Let $\Delta$ be the unit disk in the complex plane and $0<\epsilon <<1$. My purpose is to compute the fundamental group of the following. $X :=\{ (z,w)\in \Delta \times \Delta \; | \; zw\neq \epsilon \}$. This is the complementary of the analytic hypersurface $\{ zw=\epsilon \}$ in $\Delta^2$.
I used Van Kampen's Theorem by using the following method:
$z=re^{i\alpha}$ and $w=se^{i\beta}$. Then $zw \in X $ if and only if $rs \neq \epsilon$ or $\alpha + \beta \neq 0 [2\pi]$.
It follows that
$X= X_1 \cup X_2$ where $X_1= \{ rs < \epsilon \; or \; \alpha + \beta \neq 0 [2\pi] \}$ and $X_2= \{ rs > \epsilon \; or \; \alpha + \beta \neq 0 [2\pi] \} $.
Is this the good way to solve my problem ?
Thanks
Your curve is a small perturbation of $\{zw=0\}$. The complement of the latter is $(\Delta\smallsetminus0)^2$, and its group $\Bbb Z^2$ is abelian.

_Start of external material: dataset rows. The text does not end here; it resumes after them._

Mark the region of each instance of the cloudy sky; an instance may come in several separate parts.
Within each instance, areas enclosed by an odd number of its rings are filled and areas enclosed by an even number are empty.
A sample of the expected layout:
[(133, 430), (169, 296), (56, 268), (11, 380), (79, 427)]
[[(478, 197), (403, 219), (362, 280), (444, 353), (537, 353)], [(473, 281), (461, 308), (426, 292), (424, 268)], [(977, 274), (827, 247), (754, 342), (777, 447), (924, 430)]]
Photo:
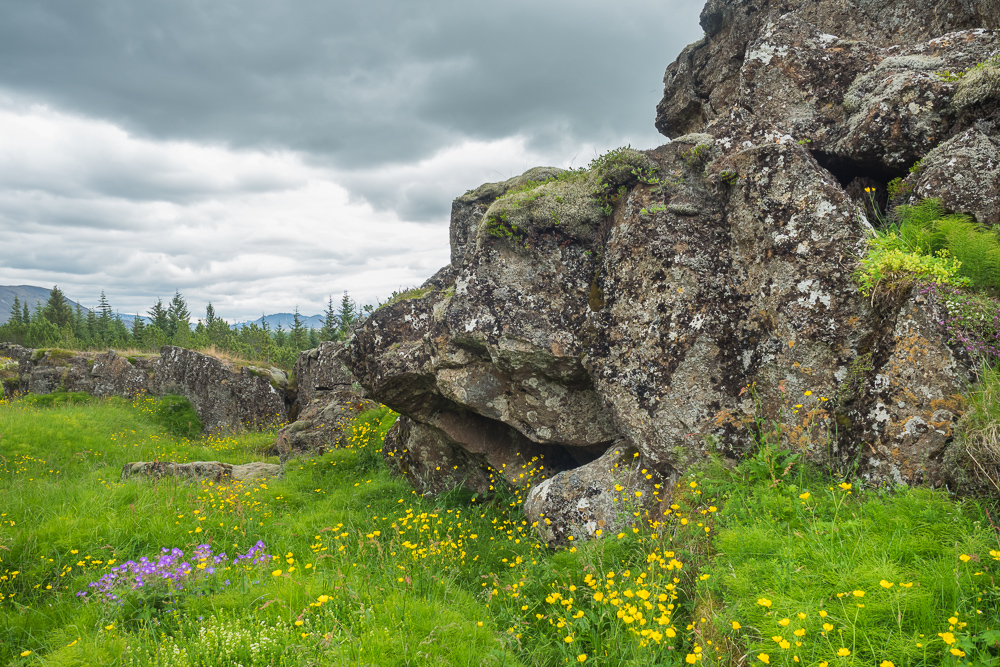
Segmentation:
[(451, 200), (653, 128), (703, 0), (0, 0), (0, 284), (323, 310), (448, 262)]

By Zariski's theorem, a small perturbation results in a quotient of $\pi_1$; hence, the group in question is also abelian, hence equals $H_1$, hence is $\Bbb Z$. (Poincare duality and such.) Of course, this particular group is just known to be $\Bbb Z$; what's written above is merely a brief explanation.